The faculty of the Department of Accounting conduct research in a wide set of topics in accounting and business that include:
Auditing, Accounting System and Fraud Examination:
External and internal auditing are two of the most promising and timely avenues in accounting research. Much research is needed on different auditing regulations, standards, and techniques that have the potential to combat various financial reporting frauds, which is causing unprecedented harm to the society. Both accounting researchers and practitioners could benefit immensely from such research, as they are constantly struggling to ascertain the efficacy of various auditing regulations, rules, and procedures.
We have a group of researchers who are currently working in these fields and have been successfully publishing their works in different areas in auditing in both research and practitioner-oriented journals.
Market-based studies in financial accounting and corporate governance
While accounting academicians have conducted a considerable amount of market-based studies in different accounting regulations standards, with the evolvement of different accounting standards, especially international standards much more research is warranted in this area. Corporate governance-related research in the field of accounting is relatively new. However, to ensure an ethical accounting and auditing practice and preserving stakeholders’ wealth, there is a global outcry of corporate governance based accounting research.

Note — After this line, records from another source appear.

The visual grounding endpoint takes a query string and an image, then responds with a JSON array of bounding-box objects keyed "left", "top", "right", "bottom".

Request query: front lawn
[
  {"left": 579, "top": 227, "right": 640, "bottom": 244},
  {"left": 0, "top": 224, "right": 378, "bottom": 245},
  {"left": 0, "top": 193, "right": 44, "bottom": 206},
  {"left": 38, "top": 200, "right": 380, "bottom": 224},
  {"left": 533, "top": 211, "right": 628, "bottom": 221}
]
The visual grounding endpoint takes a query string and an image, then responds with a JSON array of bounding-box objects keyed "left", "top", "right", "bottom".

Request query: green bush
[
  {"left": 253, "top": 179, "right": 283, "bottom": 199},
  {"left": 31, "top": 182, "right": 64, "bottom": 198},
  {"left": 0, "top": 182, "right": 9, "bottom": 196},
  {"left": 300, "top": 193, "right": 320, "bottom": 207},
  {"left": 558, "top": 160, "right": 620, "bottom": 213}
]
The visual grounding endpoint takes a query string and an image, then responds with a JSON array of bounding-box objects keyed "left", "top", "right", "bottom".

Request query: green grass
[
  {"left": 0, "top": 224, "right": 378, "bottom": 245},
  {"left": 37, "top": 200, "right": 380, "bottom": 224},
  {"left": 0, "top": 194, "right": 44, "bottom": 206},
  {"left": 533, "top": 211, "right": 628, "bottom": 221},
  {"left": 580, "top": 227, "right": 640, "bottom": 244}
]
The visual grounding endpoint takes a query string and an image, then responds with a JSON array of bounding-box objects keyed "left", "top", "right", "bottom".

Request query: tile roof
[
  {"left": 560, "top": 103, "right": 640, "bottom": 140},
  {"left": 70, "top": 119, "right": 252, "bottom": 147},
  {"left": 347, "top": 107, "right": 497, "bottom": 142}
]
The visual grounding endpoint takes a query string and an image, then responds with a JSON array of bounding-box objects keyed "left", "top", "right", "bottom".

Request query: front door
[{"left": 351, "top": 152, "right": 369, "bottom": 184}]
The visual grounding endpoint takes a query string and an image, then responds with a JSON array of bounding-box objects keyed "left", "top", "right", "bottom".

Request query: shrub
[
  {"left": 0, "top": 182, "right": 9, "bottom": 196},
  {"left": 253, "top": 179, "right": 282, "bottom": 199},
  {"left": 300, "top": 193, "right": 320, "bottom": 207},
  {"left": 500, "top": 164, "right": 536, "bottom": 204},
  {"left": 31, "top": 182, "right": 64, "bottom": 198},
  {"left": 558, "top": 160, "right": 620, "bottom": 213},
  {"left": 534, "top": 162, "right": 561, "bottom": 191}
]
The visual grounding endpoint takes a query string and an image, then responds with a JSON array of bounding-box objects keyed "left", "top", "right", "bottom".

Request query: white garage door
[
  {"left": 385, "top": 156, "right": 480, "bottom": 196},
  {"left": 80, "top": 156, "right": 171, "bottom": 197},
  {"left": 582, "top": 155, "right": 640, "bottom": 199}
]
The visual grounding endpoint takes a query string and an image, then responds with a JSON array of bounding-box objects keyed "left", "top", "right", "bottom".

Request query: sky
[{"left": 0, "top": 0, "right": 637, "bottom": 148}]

Several faculty of our accounting department have been involved with market-based accounting research for quite some time, in collaboration with globally reputable researchers. Some market-based topics addressed by our researchers include capital market consequences of expensing research and development (R&D), and market valuation of various mandatory and voluntary disclosures such as segment disclosure, the disclosure of various components of comprehensive income. Further, some of our researchers are currently examining various facets of corporate governance, as it relates to accounting, such as independence of audit committee, and board members, the presence of accounting and/or financial profession in board members, and effectiveness of internal control.
Moreover, as more companies expand globally, several faculty members in the accounting department at AUS focus on investigating the impact of global diversification on such variables as the cost of capital and capital structure, firm performance, and attributes of financial reporting (e.g., conservatism).